18th April 2017 By: Esmarie Iannucci - Creamer Media Senior Deputy Editor: Australasia

Australian PM Turnbull scraps the 457 visa

Australia PM Malcolm Turnbull
Photo by: Bloomberg

PERTH (miningweekly.com) – The Queensland Resources Council (QRC) has welcomed the scrapping of the 457 visa by Prime Minister Malcolm Turnbull, saying that the natural resource sector was no longer a significant employer of these visa holders.

Turnbull on Tuesday announced the abolishment of the 457 visa for foreign workers, and the creation of a new temporary visa restricted to critical skills.

Turnbull said that this would ensure Australian workers were given the absolute first priority for jobs, while businesses would be able to temporarily access the critical skills they need to grow if skilled Australian workers were not available.

The subclass 457 visa will be abolished and replaced with the temporary skill shortage visa, which will include mandatory criminal checks and tighter English language requirements.

The new visa programme will comprise two streams – short term and medium term – and will be underpinned by more focused occupation lists that are responsive to genuine skill needs and regional variations across Australia.

Short term visas will be issued for two years, while medium term visas will be issued only in the case of more critical skills shortages and for up to four years.

Both streams will include mandatory labour market testing with limited exemptions; a new nondiscriminatory workforce test; mandatory criminal history checks; a market salary rate assessment and a new two-year work experience requirement.

Additionally there will be tightened English language requirements for the medium term stream.

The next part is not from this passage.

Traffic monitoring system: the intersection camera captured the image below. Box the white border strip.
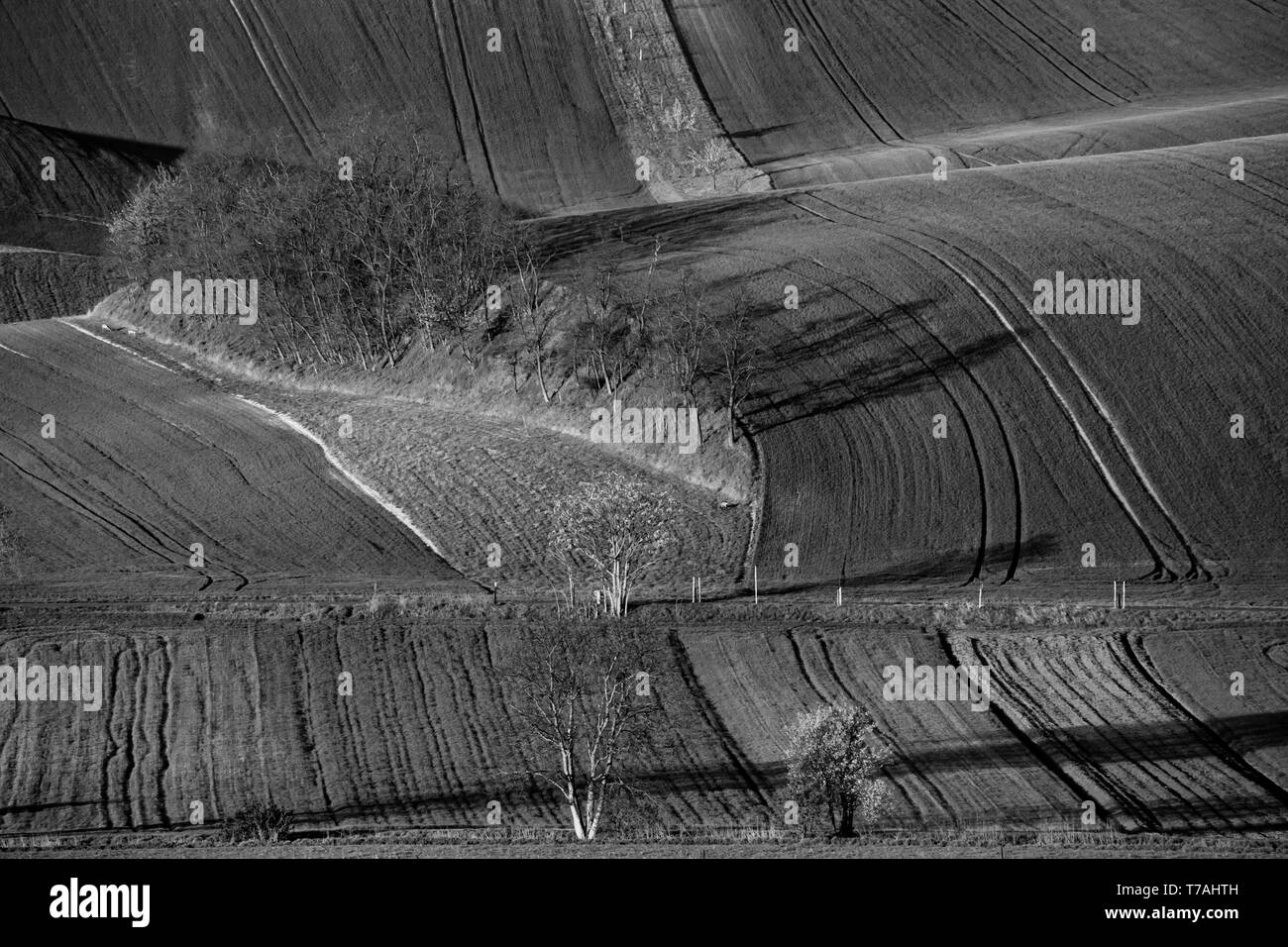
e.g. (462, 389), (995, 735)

The new visa will also include a strengthened training obligation for employers sponsoring foreign skilled workers to provide enhanced training outcomes for Australians in high-need industries and occupations.

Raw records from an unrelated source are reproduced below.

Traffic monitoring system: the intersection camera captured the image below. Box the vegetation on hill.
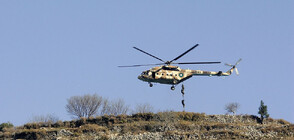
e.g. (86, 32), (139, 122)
(0, 112), (294, 139)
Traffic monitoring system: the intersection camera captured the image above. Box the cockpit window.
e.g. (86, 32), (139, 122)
(162, 66), (179, 71)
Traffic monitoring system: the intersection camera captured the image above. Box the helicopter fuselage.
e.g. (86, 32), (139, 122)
(138, 65), (232, 85)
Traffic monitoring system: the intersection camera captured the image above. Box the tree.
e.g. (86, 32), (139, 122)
(225, 102), (240, 115)
(65, 94), (102, 118)
(258, 100), (269, 123)
(134, 103), (153, 113)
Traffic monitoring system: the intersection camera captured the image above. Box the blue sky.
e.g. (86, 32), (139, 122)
(0, 0), (294, 125)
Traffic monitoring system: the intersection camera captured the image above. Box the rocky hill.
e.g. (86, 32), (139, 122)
(0, 112), (294, 140)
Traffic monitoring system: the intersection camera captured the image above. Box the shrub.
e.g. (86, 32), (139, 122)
(278, 119), (290, 124)
(0, 122), (13, 131)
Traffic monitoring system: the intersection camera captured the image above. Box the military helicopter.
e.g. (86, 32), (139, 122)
(118, 44), (241, 90)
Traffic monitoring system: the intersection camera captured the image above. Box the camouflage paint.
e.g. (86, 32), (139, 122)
(138, 65), (235, 85)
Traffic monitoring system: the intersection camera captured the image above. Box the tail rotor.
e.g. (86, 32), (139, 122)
(225, 58), (242, 75)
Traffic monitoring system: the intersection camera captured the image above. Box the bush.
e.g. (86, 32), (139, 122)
(0, 122), (13, 131)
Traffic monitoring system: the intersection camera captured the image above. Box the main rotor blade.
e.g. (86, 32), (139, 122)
(118, 63), (164, 68)
(225, 63), (233, 67)
(133, 47), (165, 62)
(235, 58), (242, 66)
(170, 44), (199, 62)
(172, 62), (221, 65)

“These changes will give Australian job seekers more opportunity to find work while finding the right balance so businesses can prosper by acquiring the expertise they need,” the Prime Minister said.

QRC CEO Ian Macfarlane welcomed the announcement, pointing out that the current visa holders employed by the resources sector possess highly specialised skills and experience.

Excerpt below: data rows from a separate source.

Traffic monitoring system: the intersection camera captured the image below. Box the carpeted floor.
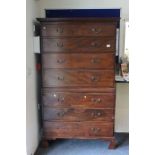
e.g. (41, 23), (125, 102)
(39, 134), (129, 155)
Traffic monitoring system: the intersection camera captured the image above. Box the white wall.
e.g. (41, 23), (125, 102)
(26, 0), (39, 155)
(39, 0), (129, 55)
(115, 83), (129, 132)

The Australian Mines and Metals Association (Amma) said that the replacement of the 457 visa programme would help ensure skilled migrants were no longer trivialised and leveraged for cheap political point-scoring.

“The resource industry is one sector that has seen a dramatic change in labour demand and skills availability in recent years.

“The same temporary skilled migration programmes that were critical to filling crippling skills shortages during the major project investment and construction boom, have more recently seen numbers drop to almost nonexistent, as skills and labour pressures have eased,” Amma said in a statement.

Department of Immigration figures show the resource industry as making 6 630 applications for 457 visas in 2011/12, falling to 2 600 in 2013/14 and just 230 in 2016/17.

The total number of 457 visas given to workers in the mining industry in 2015/16 was a quarter of that of industries within health services and a fraction of the hospitality industry.